Kyle Hamilton wrote:
> re the traffic camera issue being off-topic: Alright, and thank you
> for the pointer to the blog.  I look forward to reading it.
> 
> In an attempt in bringing this discussion back above the squelch
> threshold, I'll describe the process necessary for mutual
> cryptographic authentication (which is mathematically-provably more
> secure than trying to keep any string, including a password, secret):
> 
> 1) Server must generate a key, and [details omitted] obtain a server
> certificate from a place the Client trusts.
> 2) Client must generate a key, and [details omitted*] obtain a client
> certificate from a place the Server trusts.
> 3) All references to grid services must be to https URLs, all of which
> must [currently**] require mutual authentication on the initial
> negotiation.  TLS handles this.
> 4) Once the identity is verified (in the same place in the protocol
> flow that the First/Last/Password would be verified), the access token
> is created.
> 
> Sounds simple, right?  Conceptually, it is... but the devil is in the details.
> 
> Servers have it easier in this respect: they typically have technical
> expertise enough to learn to use openssl to generate the key and
> either the certificate or a request for a certificate from a public
> authority.  (Note that Linden Labs distributes its own root
> certificate with its viewer.)
> 
> Clients, though... they're a completely different ball of wax.  In
> order to use openssl to generate the key, obtain the certificate, and
> import it into Mono or .Net's keystore, they must learn an extra
> command that most admins don't ever have to learn about, and thus
> can't provide assistance with: openssl pkcs12.  This generates a .p12
> (or .pfx) file which contains the private key, the certificate, and
> the certificate chain up to the trust anchor, which must then be
> imported (in some way) into the keystore and marked accessible to the
> viewer.
> 
> Atop this, the Server and the Client must both support mutual
> authentication, by allowing the keys and certificates to be loaded
> into them.  The Server has it easy, once again; it's difficult and may
> well be impossible for the Client.
> 
> The pieces that don't exist:
> 
> 1) A means of provisioning Clients with keys and certificates.

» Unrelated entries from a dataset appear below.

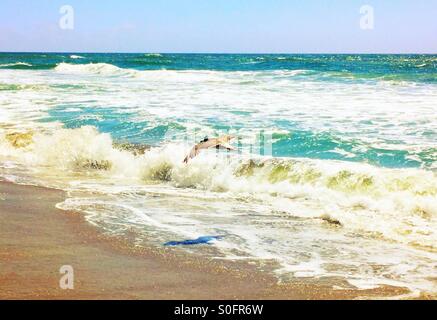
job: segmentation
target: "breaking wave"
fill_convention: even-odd
[[[437,175],[342,161],[204,152],[182,163],[189,146],[116,144],[93,127],[1,137],[0,151],[29,167],[92,172],[139,184],[249,198],[304,218],[319,218],[374,237],[437,250]],[[293,206],[288,207],[289,202]],[[297,207],[296,207],[297,205]],[[298,210],[296,209],[298,208]]]

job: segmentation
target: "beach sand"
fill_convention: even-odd
[[[334,290],[306,279],[278,284],[247,263],[212,261],[174,248],[133,248],[80,214],[55,208],[64,192],[0,182],[0,299],[353,299],[400,288]],[[62,290],[59,269],[74,268]]]

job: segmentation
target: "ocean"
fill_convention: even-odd
[[[0,53],[0,176],[136,246],[435,294],[437,55]]]

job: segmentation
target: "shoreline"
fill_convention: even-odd
[[[332,280],[273,275],[168,247],[138,248],[104,236],[80,214],[55,207],[60,190],[0,181],[0,299],[362,299],[408,290],[335,290]],[[74,269],[62,290],[59,269]],[[422,297],[421,298],[430,298]]]

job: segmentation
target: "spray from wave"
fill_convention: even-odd
[[[164,183],[264,201],[293,216],[320,218],[391,241],[437,250],[437,176],[419,169],[383,169],[340,161],[282,159],[205,152],[182,163],[188,146],[142,152],[114,144],[93,127],[4,136],[4,155],[29,167],[98,172],[139,184]],[[293,205],[291,205],[293,203]]]

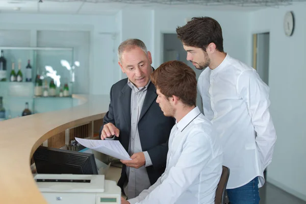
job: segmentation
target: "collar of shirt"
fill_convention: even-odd
[[[211,69],[212,74],[215,74],[216,73],[218,73],[219,71],[220,71],[220,70],[223,69],[223,68],[226,67],[226,65],[227,64],[230,58],[231,57],[230,57],[228,54],[226,54],[226,56],[225,56],[225,58],[222,61],[221,64],[220,64],[219,65],[219,66],[218,66],[217,67],[216,67],[214,69]]]
[[[132,90],[134,90],[135,92],[138,92],[138,91],[145,91],[146,90],[147,90],[147,89],[148,88],[148,86],[149,86],[149,84],[150,84],[150,82],[151,82],[151,80],[150,79],[150,80],[149,80],[149,82],[148,82],[148,83],[146,85],[145,85],[145,86],[143,87],[137,87],[137,86],[136,86],[131,81],[130,81],[129,79],[128,79],[128,85],[129,85],[129,87],[131,87],[131,88]]]
[[[197,106],[196,106],[193,109],[192,109],[190,112],[187,113],[186,115],[184,116],[183,118],[180,121],[180,122],[176,123],[176,127],[182,132],[191,121],[197,116],[201,112],[199,110]]]

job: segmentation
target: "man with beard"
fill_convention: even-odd
[[[195,73],[182,62],[165,62],[151,74],[164,115],[176,124],[165,172],[147,190],[122,204],[214,204],[222,151],[215,127],[195,105]]]
[[[271,163],[276,139],[269,111],[269,87],[256,70],[224,53],[221,26],[208,17],[193,18],[176,29],[190,60],[203,70],[198,81],[205,116],[214,123],[231,174],[231,204],[258,203],[258,188]],[[206,68],[208,67],[208,68]]]

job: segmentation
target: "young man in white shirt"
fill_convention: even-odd
[[[214,203],[222,151],[213,124],[195,106],[195,73],[182,62],[170,61],[156,69],[151,80],[164,115],[176,120],[169,139],[166,170],[148,189],[128,201],[122,198],[121,203]]]
[[[230,202],[258,203],[258,188],[264,185],[263,172],[271,162],[276,139],[269,87],[255,69],[224,52],[222,30],[215,19],[193,18],[176,33],[187,60],[203,69],[198,88],[204,115],[221,137],[223,164],[231,169]]]

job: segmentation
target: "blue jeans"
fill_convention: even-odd
[[[259,204],[258,177],[237,188],[226,190],[231,204]]]

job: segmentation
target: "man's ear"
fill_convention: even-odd
[[[172,96],[171,98],[172,98],[172,102],[173,104],[173,105],[177,104],[177,103],[178,103],[178,101],[180,100],[180,98],[174,95]]]
[[[150,51],[148,51],[148,58],[149,59],[149,62],[150,64],[152,64],[152,56]]]
[[[209,43],[207,46],[206,52],[208,52],[211,54],[214,53],[216,51],[216,44],[214,43],[213,42],[211,42]]]
[[[124,69],[123,68],[123,67],[122,66],[122,65],[121,64],[121,63],[120,63],[120,62],[118,62],[118,64],[119,64],[119,66],[120,66],[120,68],[121,68],[121,71],[122,71],[122,72],[125,73],[125,71],[124,70]]]

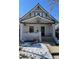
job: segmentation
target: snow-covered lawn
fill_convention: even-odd
[[[53,59],[43,43],[26,43],[20,46],[20,59]]]

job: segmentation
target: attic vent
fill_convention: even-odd
[[[37,9],[39,10],[39,6],[37,7]]]

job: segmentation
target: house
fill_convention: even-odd
[[[23,17],[20,18],[20,39],[36,39],[40,42],[55,37],[55,22],[39,3]],[[29,37],[29,38],[28,38]]]

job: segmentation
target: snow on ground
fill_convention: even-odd
[[[53,59],[43,43],[25,43],[20,46],[20,59]]]

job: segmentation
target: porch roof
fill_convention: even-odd
[[[46,19],[46,18],[42,18],[40,17],[39,15],[36,16],[36,17],[33,17],[33,18],[30,18],[30,19],[27,19],[27,20],[24,20],[24,21],[21,21],[21,22],[24,22],[24,23],[54,23],[54,21],[51,21],[49,19]]]

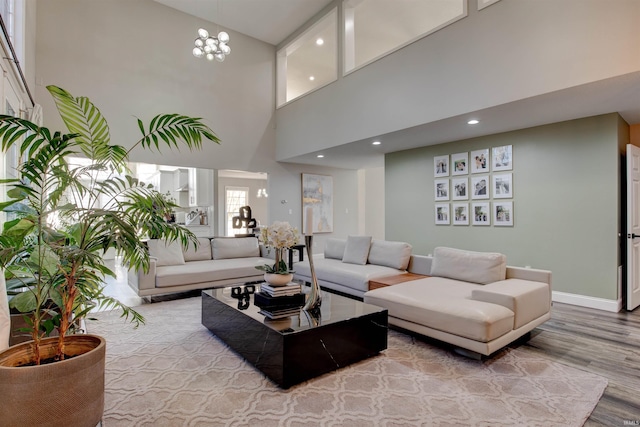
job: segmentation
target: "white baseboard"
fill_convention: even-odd
[[[610,300],[604,298],[588,297],[585,295],[569,294],[566,292],[551,292],[551,299],[554,302],[563,304],[578,305],[580,307],[595,308],[603,311],[611,311],[614,313],[622,309],[622,300]]]

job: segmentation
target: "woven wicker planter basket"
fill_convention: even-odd
[[[41,357],[55,355],[57,338],[41,344]],[[65,338],[71,359],[15,367],[33,360],[32,342],[0,353],[0,425],[95,427],[104,412],[106,342],[97,335]]]

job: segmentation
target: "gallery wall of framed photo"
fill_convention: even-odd
[[[512,227],[513,146],[433,158],[436,225]]]

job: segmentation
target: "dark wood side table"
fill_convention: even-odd
[[[407,272],[394,274],[392,276],[378,277],[376,279],[369,280],[369,290],[371,291],[373,289],[384,288],[385,286],[393,286],[398,283],[410,282],[411,280],[424,279],[426,277],[431,276]]]

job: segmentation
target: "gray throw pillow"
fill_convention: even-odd
[[[371,236],[348,236],[342,262],[364,265],[369,257]]]

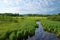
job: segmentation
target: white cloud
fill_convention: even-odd
[[[1,13],[5,13],[5,12],[7,12],[7,13],[19,13],[20,10],[18,7],[12,7],[12,8],[2,8],[2,9],[0,9],[0,12]]]

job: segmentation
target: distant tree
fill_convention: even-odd
[[[60,15],[60,13],[58,13],[58,15]]]

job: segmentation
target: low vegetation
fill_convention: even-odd
[[[35,34],[40,20],[44,30],[60,37],[60,15],[0,14],[0,40],[26,40]]]

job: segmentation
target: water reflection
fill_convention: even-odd
[[[28,40],[60,40],[53,33],[48,33],[43,30],[43,27],[39,21],[37,21],[39,28],[36,28],[35,35],[28,37]]]

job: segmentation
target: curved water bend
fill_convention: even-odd
[[[43,26],[39,21],[36,22],[38,24],[38,28],[35,30],[35,35],[33,37],[28,37],[27,40],[60,40],[53,33],[48,33],[43,30]]]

> 2) A mechanism for associating a Client's key/cert pair with a
> particular grid connection.
> 3) A mechanism for provisioning Clients with the root certificates for
> any given grid.
> 4) A key generation system with certificate enrollment in Mono/.NET
> for the server (and for Mono/.NET clients)
> 5) The glue code necessary to pull the underlying authentication data
> from the TLS layer on the server.
> 
> #1 has had several attempts made at it by browser vendors over the
> years, from Netscape's <keygen> to Microsoft's CEnroll to Apple's
> Keychain Access.  Thus far, none of them have worked, and all of them
> suffer from one or more major issues which prevent the larger
> corporations (banks etc) from using them.  (cf
> http://www.financialcryptography.com/ )
> 
> #2 has problems even in the alternate context of associating
> certificates with email, for S/MIME.  Mozilla and Microsoft haven't
> figured out ways to do that; Apple has, but it's still a chore because
> it's not possible to set a *default* identity for who you want to be
> to any given person.  (It's made even worse because most S/MIME
> certificates only allow for 1 email address to be listed, at least as
> far as commercial CAs go.)
> 
> #3 should be relatively easy -- this is the portion of the system
> where a user wants to connect to a given grid; the reason it's
> difficult is because there is no key/cert management system out there
> that allows a user to specify "I trust this root certificate to
> authenticate things related to this grid (site) only".  Thus, this
> falls under the problem of both #1 and #2, which is "there is no
> useful user interface for the user side of the process".
> 
> #4 should be fairly easy to write, but I don't know where the keystore
> is and I don't know the API to access it.
> 
> #5 is, of course, a matter of simply requesting the authentication
> data from the underlying TLS connection, rather than demanding a
> First/Last/Pass tuple... and to ensure there's no problem with
> backward compatibility, create an index over both the Subject and the
> Authority of the certificate mapping to the named account.  (Bonus
> points if you hash the S&A into a GUID, so you don't even know the
> details embedded in the certificate.  However, this might cause some
> issues, most notably in account recovery.)
> 
> All of these are technically outside the realm of OpenSim proper,
> though proper key/certificate provisioning would be nice for the
> services.  It's the user side which nobody's paying attention to, and
> I don't even know if there's a way to make it usable by the masses.
> 
> -Kyle H
> 
> *: It's *drastically* more difficult to use the "easy UIs" than it is
> to use the certificate signature request submission method.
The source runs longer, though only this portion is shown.